Following our general interest in non-hierarchical structures, we attempted to invite the girls not only to participate in pre-defined segments, but also in the conceptual development of the piece. In practice, it turned out that practical work was much easier to share than theoretical thinking. When materials are collected, selected, arranged and mounted, everybody works together in physical, often instinct driven ways. The degrees of abstraction the individual participants are willing or able to engage in is not important.
The BIRCA residency is situated in a former farm in a rural area of Bornholm, surrounded by fields, a small forest, and few neighbours. We used the rich natural environment to explore the sculptural use of natural materials like wood and stones to create new visions of our family, its members, and their interrelations. Maybe the most important factor that sets our family tree apart from traditional models, where male heir follows male ancestor, is that ours needs to accommodate new members, changing constellations, and potentially everyone who is important to any family member, blood relation or not. In short, it needs to move. We discovered the shape of the mobile, with its need for intricate balance between all moving parts, its ways of moving beyond the control of its creators and its potentially endless possibilities of expansion, as an ideal way to express our ideas of the contemporary family, and used our found materials, a studio space and locations in garden and forest to build constructions, both precariously leaning and gently floating in space.
All four of us engaged in the documentation of the process. Ronja was closest to the working process with her instant camera, Dorte and Jörn shot photos and videos mainly of results with regular cell phone cameras, and Sille drew abstract reactions of the process around her. All documents stand side by side in their own right, but only together give a feeling of the entire work.
Open Workshop on Agersø
Our second island project this year took place on our favorite island of Agersø. B&W received funding from Slots- og kulturstyrelsens sommeraktivitetspulje to host a workshop on identity and belonging.

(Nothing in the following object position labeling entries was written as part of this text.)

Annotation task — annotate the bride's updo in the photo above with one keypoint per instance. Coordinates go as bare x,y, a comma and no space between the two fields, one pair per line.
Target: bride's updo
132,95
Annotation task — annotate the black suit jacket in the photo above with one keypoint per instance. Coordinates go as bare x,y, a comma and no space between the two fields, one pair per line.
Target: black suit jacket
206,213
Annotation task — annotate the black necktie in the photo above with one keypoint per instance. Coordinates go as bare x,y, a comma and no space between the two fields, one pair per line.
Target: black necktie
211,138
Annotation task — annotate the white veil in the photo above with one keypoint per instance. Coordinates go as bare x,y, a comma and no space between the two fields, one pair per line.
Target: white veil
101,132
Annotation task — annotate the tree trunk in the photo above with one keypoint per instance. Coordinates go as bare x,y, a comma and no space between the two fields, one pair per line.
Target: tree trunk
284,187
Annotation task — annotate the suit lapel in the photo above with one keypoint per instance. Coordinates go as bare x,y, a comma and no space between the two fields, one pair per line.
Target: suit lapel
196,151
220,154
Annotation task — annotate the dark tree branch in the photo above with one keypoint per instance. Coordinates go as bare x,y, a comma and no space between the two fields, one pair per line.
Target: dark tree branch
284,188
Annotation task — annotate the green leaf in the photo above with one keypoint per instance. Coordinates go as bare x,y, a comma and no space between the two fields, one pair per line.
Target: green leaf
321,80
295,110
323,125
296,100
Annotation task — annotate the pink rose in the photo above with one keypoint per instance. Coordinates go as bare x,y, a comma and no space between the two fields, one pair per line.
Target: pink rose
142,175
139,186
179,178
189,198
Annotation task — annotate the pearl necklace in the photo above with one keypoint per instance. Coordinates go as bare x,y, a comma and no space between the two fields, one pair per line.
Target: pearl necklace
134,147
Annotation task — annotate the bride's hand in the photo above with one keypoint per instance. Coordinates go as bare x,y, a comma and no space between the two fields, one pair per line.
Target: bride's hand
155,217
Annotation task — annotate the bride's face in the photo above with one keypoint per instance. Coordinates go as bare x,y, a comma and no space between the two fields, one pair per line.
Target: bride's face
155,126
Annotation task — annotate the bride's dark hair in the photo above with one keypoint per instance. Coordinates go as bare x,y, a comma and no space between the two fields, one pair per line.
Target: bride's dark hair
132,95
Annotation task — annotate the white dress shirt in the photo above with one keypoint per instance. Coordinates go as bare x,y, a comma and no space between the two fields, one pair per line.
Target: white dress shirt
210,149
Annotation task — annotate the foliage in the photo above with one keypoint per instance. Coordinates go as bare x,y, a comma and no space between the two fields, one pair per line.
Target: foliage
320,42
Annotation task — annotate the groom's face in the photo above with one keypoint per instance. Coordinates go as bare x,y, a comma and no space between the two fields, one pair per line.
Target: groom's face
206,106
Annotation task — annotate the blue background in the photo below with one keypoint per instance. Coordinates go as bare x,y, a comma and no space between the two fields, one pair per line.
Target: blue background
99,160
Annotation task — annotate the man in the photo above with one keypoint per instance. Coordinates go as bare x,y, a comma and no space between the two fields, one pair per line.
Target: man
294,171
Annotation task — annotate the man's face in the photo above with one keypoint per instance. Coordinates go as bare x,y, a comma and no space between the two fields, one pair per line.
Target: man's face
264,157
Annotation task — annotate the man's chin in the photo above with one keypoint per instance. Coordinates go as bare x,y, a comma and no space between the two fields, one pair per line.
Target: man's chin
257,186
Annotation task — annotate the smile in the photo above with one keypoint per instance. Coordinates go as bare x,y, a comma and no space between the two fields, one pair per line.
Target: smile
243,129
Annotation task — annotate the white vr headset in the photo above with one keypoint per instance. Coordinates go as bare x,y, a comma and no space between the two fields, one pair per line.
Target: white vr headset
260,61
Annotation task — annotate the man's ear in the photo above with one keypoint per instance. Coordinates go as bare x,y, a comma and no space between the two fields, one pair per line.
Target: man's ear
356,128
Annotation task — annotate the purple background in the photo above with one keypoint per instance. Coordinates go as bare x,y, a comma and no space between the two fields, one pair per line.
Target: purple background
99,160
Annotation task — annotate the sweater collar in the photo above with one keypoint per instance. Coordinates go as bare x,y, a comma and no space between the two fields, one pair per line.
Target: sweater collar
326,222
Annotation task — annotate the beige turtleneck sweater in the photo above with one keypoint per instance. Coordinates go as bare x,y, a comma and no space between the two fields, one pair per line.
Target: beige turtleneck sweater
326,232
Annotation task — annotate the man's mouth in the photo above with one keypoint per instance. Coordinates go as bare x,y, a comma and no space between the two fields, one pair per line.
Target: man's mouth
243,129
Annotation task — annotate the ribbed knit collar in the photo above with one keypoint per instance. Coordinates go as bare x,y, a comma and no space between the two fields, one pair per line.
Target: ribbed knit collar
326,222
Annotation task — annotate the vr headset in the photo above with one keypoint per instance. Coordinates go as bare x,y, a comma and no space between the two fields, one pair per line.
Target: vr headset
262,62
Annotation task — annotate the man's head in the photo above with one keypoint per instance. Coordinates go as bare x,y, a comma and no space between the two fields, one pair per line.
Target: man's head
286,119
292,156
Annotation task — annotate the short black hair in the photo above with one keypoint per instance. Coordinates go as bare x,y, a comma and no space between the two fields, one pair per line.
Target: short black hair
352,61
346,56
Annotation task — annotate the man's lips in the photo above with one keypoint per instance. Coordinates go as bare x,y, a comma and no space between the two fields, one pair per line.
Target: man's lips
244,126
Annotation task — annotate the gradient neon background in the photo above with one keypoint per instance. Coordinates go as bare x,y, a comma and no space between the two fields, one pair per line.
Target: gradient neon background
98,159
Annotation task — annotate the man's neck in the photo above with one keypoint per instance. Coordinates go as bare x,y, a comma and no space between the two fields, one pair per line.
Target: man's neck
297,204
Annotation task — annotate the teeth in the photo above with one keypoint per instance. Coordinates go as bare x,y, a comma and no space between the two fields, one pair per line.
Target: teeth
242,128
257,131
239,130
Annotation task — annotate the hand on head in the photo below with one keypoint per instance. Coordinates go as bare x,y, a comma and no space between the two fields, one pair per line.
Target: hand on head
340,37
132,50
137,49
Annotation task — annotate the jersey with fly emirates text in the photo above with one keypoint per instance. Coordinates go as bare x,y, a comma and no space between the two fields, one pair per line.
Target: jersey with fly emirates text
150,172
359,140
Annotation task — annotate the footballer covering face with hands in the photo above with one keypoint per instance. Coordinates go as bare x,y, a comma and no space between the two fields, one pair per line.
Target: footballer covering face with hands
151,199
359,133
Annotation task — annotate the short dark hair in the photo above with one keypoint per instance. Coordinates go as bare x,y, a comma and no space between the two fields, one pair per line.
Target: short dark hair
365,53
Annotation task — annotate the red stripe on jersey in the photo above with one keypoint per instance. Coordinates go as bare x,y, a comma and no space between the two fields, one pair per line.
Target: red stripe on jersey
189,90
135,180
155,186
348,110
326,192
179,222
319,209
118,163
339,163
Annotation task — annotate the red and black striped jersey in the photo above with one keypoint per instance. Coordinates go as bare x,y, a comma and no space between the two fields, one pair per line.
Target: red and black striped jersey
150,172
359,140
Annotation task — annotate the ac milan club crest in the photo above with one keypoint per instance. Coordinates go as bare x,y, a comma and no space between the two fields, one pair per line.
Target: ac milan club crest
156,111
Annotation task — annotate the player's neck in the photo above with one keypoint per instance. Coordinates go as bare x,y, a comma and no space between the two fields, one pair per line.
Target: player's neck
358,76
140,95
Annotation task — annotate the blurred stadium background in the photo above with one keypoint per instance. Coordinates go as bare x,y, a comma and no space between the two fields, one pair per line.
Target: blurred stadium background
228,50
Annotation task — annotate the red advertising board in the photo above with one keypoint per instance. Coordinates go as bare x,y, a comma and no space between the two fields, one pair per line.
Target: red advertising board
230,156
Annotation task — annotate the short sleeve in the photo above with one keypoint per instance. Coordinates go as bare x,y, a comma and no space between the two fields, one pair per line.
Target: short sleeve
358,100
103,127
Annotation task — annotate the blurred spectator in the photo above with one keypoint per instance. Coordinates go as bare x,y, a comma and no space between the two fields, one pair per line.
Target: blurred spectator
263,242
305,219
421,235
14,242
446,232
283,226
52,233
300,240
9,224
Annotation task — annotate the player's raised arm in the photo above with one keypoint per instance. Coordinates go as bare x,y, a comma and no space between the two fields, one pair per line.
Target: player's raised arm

Based on our Stammbaum Project, our entire family invited islanders and vacationers to tell family stories, draw family trees and build kinetic sculptures, or mobiles, from natural materials. We once again found the building and discussion of the “Uro”, as the mobile is called in Danish (with a whole range of additional meanings spanning from “unrest” an “anxiety” to “excitement” and “alarm”), to work well as an approach to materialise our ever moving, carefully balanced, mixed, changing, patchwork and rainbow families.